Arianna Porcelli Safonov in Friuli con il monologo “Alimentire”: «Con il cibo abbiamo uno strano rapporto»
La storyteller sarà martedì 4 al Concordia di Pordenone e mercoledì 5 al Palamostre di Udine. «Ne parlano tutti senza averne mai provato l’essenza»

Con uno sguardo obliquo al fenomeno del food, torna in regione il linguaggio satirico, comico e dissacrante di Arianna Porcelli Safonov, prolifica storyteller con il suo monologo “Alimentire” atteso martedì 4 alle 21 al teatro Concordia di Pordenone, e mercoledì 5 febbraio sempre alle 21 al Palamostre di Udine. Il suo è un successo che viaggia sui social e sul web, misurato come si fa oggi con le migliaia di visualizzazioni e followers e costruito con un linguaggio diretto, sia scritto che raccontato, tagliente al punto giusto, che affonda la lama senza girarla nelle ferite che provoca, e lascia poco fiato alle repliche.
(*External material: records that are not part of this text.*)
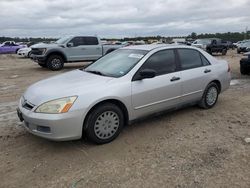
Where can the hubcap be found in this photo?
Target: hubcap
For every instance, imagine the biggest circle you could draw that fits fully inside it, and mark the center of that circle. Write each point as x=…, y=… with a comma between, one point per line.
x=211, y=97
x=56, y=63
x=106, y=125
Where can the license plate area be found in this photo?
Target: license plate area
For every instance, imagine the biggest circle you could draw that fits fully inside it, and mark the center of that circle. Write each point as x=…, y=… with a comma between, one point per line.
x=20, y=115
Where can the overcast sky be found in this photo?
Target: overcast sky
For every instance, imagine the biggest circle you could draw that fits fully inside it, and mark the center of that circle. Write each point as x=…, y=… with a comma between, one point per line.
x=120, y=18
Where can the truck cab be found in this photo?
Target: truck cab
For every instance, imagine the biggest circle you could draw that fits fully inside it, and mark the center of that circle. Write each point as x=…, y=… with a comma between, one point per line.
x=70, y=49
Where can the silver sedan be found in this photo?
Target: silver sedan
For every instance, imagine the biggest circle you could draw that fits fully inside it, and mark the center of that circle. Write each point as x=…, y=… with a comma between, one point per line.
x=122, y=86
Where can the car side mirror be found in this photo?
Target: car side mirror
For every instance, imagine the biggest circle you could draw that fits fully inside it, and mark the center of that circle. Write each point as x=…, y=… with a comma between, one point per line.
x=147, y=73
x=70, y=44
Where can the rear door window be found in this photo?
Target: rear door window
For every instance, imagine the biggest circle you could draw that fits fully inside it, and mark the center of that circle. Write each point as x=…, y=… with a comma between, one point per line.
x=90, y=41
x=162, y=62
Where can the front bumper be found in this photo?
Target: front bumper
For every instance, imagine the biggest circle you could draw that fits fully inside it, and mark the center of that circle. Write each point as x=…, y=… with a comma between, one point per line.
x=57, y=127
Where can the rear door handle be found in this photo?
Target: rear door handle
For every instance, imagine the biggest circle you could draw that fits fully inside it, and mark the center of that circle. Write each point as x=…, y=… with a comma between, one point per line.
x=207, y=70
x=175, y=79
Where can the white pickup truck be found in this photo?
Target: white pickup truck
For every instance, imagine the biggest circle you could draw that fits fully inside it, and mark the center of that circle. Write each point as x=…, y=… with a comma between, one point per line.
x=70, y=49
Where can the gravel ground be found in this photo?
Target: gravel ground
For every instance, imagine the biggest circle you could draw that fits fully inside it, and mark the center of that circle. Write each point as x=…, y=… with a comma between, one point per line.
x=190, y=147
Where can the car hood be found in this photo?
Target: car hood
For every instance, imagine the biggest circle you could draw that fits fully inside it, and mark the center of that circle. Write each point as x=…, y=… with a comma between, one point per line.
x=68, y=84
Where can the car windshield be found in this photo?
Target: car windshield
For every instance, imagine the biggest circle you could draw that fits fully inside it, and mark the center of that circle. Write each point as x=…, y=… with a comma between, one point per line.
x=117, y=63
x=62, y=40
x=202, y=41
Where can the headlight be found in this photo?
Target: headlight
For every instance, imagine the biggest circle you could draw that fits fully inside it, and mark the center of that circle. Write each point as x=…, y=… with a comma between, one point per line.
x=42, y=50
x=57, y=106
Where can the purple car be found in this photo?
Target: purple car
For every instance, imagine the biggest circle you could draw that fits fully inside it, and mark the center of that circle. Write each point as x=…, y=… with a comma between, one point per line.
x=10, y=47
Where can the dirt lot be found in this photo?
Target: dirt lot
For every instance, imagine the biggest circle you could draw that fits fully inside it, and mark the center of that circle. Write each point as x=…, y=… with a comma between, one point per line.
x=186, y=148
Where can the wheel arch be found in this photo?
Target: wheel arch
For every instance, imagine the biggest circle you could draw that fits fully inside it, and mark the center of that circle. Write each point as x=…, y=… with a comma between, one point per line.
x=217, y=82
x=110, y=50
x=50, y=53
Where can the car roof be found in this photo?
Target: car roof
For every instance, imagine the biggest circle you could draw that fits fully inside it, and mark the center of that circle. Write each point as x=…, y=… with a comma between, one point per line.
x=150, y=47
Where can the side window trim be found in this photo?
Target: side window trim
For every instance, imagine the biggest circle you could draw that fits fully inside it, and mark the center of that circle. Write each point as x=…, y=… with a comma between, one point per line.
x=201, y=55
x=134, y=78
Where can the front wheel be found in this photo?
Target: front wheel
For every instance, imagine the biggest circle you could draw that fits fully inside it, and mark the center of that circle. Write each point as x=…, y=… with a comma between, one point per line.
x=210, y=96
x=42, y=65
x=243, y=70
x=104, y=123
x=55, y=62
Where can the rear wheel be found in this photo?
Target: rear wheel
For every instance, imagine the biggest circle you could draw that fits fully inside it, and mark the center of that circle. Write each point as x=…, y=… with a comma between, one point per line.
x=210, y=96
x=42, y=65
x=104, y=123
x=55, y=62
x=224, y=52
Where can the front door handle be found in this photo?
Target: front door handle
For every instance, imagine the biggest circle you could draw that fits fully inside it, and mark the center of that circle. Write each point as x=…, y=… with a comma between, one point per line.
x=207, y=70
x=175, y=79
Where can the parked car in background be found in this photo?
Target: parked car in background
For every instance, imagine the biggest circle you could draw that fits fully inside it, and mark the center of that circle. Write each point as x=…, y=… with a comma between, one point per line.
x=211, y=46
x=122, y=86
x=201, y=43
x=10, y=47
x=243, y=47
x=24, y=52
x=245, y=64
x=70, y=49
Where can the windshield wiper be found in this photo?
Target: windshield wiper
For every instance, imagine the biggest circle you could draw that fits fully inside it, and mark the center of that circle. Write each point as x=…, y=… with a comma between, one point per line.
x=96, y=72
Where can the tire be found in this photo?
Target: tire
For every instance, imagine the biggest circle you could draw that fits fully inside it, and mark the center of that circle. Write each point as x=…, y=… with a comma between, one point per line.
x=42, y=65
x=224, y=52
x=55, y=62
x=243, y=70
x=210, y=96
x=104, y=123
x=209, y=51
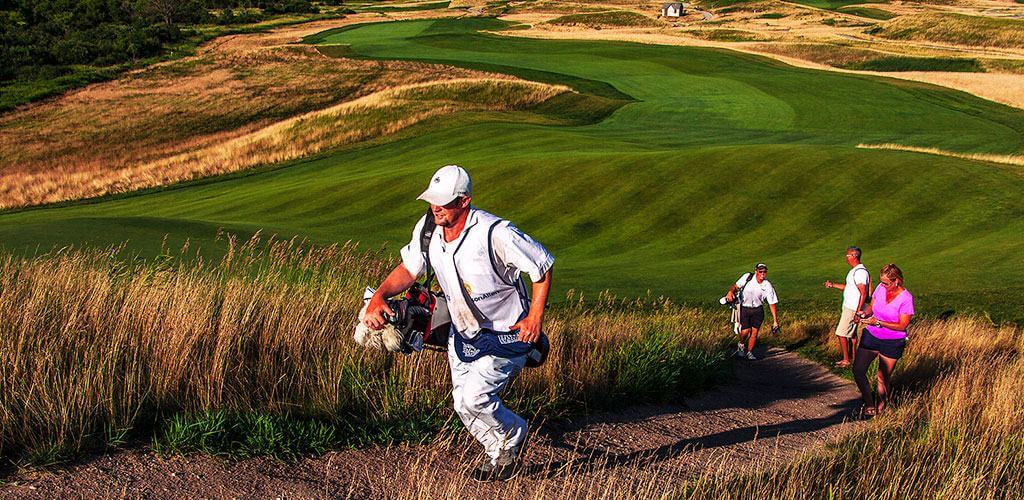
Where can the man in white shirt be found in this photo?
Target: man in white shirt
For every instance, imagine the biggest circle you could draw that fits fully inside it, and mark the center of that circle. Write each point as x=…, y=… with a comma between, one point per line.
x=754, y=290
x=478, y=259
x=856, y=291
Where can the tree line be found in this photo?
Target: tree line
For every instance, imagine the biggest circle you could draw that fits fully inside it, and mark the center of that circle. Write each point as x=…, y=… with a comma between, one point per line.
x=45, y=38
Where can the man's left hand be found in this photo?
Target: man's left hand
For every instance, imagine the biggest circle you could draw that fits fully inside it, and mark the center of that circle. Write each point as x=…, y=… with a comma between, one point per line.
x=529, y=329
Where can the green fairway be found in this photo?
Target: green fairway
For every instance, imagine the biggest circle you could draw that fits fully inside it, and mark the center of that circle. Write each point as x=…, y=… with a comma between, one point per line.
x=720, y=160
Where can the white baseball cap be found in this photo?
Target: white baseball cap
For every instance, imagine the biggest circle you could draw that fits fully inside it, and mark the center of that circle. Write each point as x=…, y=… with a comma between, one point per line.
x=449, y=182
I suoi spettacoli, come le rubriche e i podcast che portano la sua firma affrontano dettagli di vita apparentemente insignificanti, ma che sotto la sua lente fanno emergere la profonda ipocrisia che li genera. Dal modo di ordinare il caffè al bar, alle lodi che si sprecano per luoghi comuni come la bellezza della vita in campagna.
Dalla sua biografia emergono molte vite, ci aiuta a inquadrare meglio cosa fa: uno spettacolo comico o che altro?
«Guardi è tutto molto semplice, sul palco c’è un leggio, che è poi il mio strumento di lavoro e ci sono io. Ci tengo a chiarire che non sono un’attrice, non vengo insomma dal mondo accademico del teatro, il mio è un monologo che mescola, con un minimo di letteratura, dei dati e delle informazioni. Con un pizzico di ironia, certo. Anche perché chissà come mai, l’informazione in genere è sempre legata a un mondo serio e cupo, soprattutto se sono dati che riguardano le nostre abitudini quotidiane, come lo strano rapporto che abbiamo con il cibo di cui parlo in “Alimentire” appunto. E, guardi, glielo dico subito, mio padre è italo-russo, da qui il mio cognome, ma io sono romana se per caso aveva intenzione di chiedermelo».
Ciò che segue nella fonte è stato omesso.